Читаем Stolen Away полностью

“You mentioned the police had access to your apartment, because your wife and son moved out. Is that your reading of so-called rail sixteen, the piece of the ladder that’s supposed to come from your attic?”

He smiled mirthlessly, shook his head. “In the first place, this ‘rail sixteen’ have in it some large knots which alone would prevent a carpenter from making a ladder of it. Only it is not a ladder—it is a bad wooden rack. Its construction shows that it did not come from the hand of a carpenter, not even a poor one. Wilentz, he say I am not a good carpenter. I have worked for myself and as a foreman. You ask people about whether I am a good carpenter.”

“You think the wood was from your attic?”

He shrugged. “If so, they take it, not me.”

The kidnap ladder had been dismantled and reassembled time and again, for various tests.

“Wilentz says I am smart criminal,” Hauptmann said, with a faint sneer. “He says on these hands I must have worn gloves, because there are no fingerprints. On these feet I must have worn bags, because there were no footprints. If I was such a smart criminal, if I would do all those things, why would I go in my own house, and take up half of one board in my attic to use for one piece of this ‘ladder’—something that would always be evidence against me?

“If I wanted to make a ladder, could I not get from around my yard and around my garage all the scrap wood I need? Besides, only about one block from my house is a lumberyard. Listen, I am a carpenter—would I buy wood for five rails only and not know I need wood for six?”

“This wood expert, Koehler,” I said, “claims he tracked the wood the other rails were made of to that neighborhood lumberyard of yours.”

Hauptmann waved a hand gently in the air, as if trying to rub out a stain there. “Koehler himself says he have traced shipments of this lumber to thirty cities. If they sell this wood in Koehler’s neighborhood in Koehler’s town, does that make Koehler the kidnapper?”

“I wonder where he was March first, 1932,” I said. “But you’re right: once the cops get a suspect, the evidence can be made to fit.”

“And if they have evidence that does not fit,” he said, “this evidence, it disappears. When I was arrested, they took among many things, my shoes. What for I at first could not imagine; but then I think: they have a footprint!”

“They do,” I said. “‘Cemetery John’ left one at St. Raymond’s.”

“Then why did they not produce the plaster model that was made?” With bitter sarcasm, he said, “Perhaps they hold this damning evidence back, out of pity for me.”

Reilly should have demanded that plaster cast be produced; but then Reilly should have done a lot of things.

“Did you know they took my fingerprints not once, but again and again? Also the sides of my hands, the hollow parts of the hands. Then at the trial, when my counsel asks about fingerprints, Wilentz says, ‘There are no fingerprints.’”

“There were plenty on the ladder,” I said. “That’s what they were checking against.”

“And found not mine! In the nursery there were no fingerprints at all. Not of the parents, not of the child’s nurse or the other servants. They say I wear gloves. Did the parents, then, when they go to the room to take joy in their child, and all the servants, also wear gloves?”

“It does sound like somebody wiped the room down.” Somebody in the house. Somebody after the fact.

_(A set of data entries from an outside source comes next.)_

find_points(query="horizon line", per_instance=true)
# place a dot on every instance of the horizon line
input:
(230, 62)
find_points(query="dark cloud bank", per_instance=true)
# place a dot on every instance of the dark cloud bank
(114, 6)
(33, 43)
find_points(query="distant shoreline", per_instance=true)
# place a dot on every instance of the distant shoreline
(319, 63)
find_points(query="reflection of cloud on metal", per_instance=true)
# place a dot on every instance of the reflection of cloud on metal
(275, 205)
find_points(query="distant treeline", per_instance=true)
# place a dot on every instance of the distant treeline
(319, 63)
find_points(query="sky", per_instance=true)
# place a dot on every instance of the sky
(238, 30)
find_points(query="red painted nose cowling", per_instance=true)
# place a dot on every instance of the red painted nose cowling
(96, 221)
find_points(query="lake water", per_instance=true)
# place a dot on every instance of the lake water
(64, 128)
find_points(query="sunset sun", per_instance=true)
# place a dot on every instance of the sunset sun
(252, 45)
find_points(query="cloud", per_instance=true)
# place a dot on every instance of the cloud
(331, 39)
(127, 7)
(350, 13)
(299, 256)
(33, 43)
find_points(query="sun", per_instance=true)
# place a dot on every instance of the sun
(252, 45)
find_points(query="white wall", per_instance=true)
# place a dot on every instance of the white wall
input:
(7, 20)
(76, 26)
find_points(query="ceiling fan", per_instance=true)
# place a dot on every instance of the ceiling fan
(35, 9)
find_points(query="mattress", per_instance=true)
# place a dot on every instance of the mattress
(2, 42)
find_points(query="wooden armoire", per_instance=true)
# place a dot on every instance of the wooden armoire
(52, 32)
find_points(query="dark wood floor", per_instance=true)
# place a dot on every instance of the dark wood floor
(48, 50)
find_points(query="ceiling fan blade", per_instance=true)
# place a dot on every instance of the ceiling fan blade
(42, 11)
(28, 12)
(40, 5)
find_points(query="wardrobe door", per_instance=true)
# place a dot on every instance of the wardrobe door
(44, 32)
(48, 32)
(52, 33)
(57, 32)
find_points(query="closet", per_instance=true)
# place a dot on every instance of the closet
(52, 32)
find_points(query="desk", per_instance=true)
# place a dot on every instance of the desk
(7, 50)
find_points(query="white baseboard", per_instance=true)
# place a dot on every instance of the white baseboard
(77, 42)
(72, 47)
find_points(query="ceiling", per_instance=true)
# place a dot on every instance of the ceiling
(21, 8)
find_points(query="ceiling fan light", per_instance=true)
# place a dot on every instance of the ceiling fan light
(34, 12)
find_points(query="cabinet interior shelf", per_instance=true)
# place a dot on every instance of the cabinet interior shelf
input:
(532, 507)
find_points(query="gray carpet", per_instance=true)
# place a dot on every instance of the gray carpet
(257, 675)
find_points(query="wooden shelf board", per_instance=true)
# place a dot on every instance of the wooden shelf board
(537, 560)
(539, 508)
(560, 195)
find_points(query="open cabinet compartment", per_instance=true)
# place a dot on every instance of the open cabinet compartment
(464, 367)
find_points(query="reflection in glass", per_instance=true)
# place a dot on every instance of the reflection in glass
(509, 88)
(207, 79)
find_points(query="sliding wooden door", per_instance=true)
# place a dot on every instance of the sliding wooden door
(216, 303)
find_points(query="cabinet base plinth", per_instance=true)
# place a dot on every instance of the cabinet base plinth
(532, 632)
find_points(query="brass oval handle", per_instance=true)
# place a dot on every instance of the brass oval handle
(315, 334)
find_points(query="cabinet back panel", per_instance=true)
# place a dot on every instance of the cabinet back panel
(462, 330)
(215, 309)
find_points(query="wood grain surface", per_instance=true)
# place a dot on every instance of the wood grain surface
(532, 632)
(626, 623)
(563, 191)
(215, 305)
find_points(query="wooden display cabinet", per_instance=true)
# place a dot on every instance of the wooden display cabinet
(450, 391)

“They found a chisel near the ladder. They compare it to my carpenter’s tools. My tools are a Stanley set; the one they found is a Bucks Brothers chisel. They told the jury, ‘This is Hauptmann’s chisel,’ and the jury believed them.”

“But they didn’t believe your eyewitnesses, did they?”

“My eyewitnesses were good, but then Reilly hired more witnesses, bad witnesses! They were killing me! Crazy people from asylums, people with criminal records…and Wilentz makes of them fools. Because of that, the good people, the witnesses who tell the truth for me, they are not believed. The five people who saw me in New York in the bakery with Annie at the time of the crime, good people, are made out to look like liars. One of these, Manley, an old gentleman, arose from a sickbed and he swore that on the night of March first, 1932, he saw me at nine o’clock in his bakery.”

I snorted a laugh. “Yet old ‘Cataracts’ Hochmuth and that movie cashier and the taxi driver, questionable eyewitnesses at best, were believed.”

“Why, Nate? Why?”

“Well…you mentioned witnesses with criminal records. You do have a criminal record yourself, Dick.”

“Yes, in Germany—after the war. Never in America.” He placed a hand on his chest, fingers splayed. “I come home from the war in rags, sick with hunger. So, too, I find my mother and my brothers and sisters starving. I did steal an overcoat and I stole food. I was just a boy. These things are wrong, yes, but many times by many people were they done in my country after that war. And I have never once injured a human being.”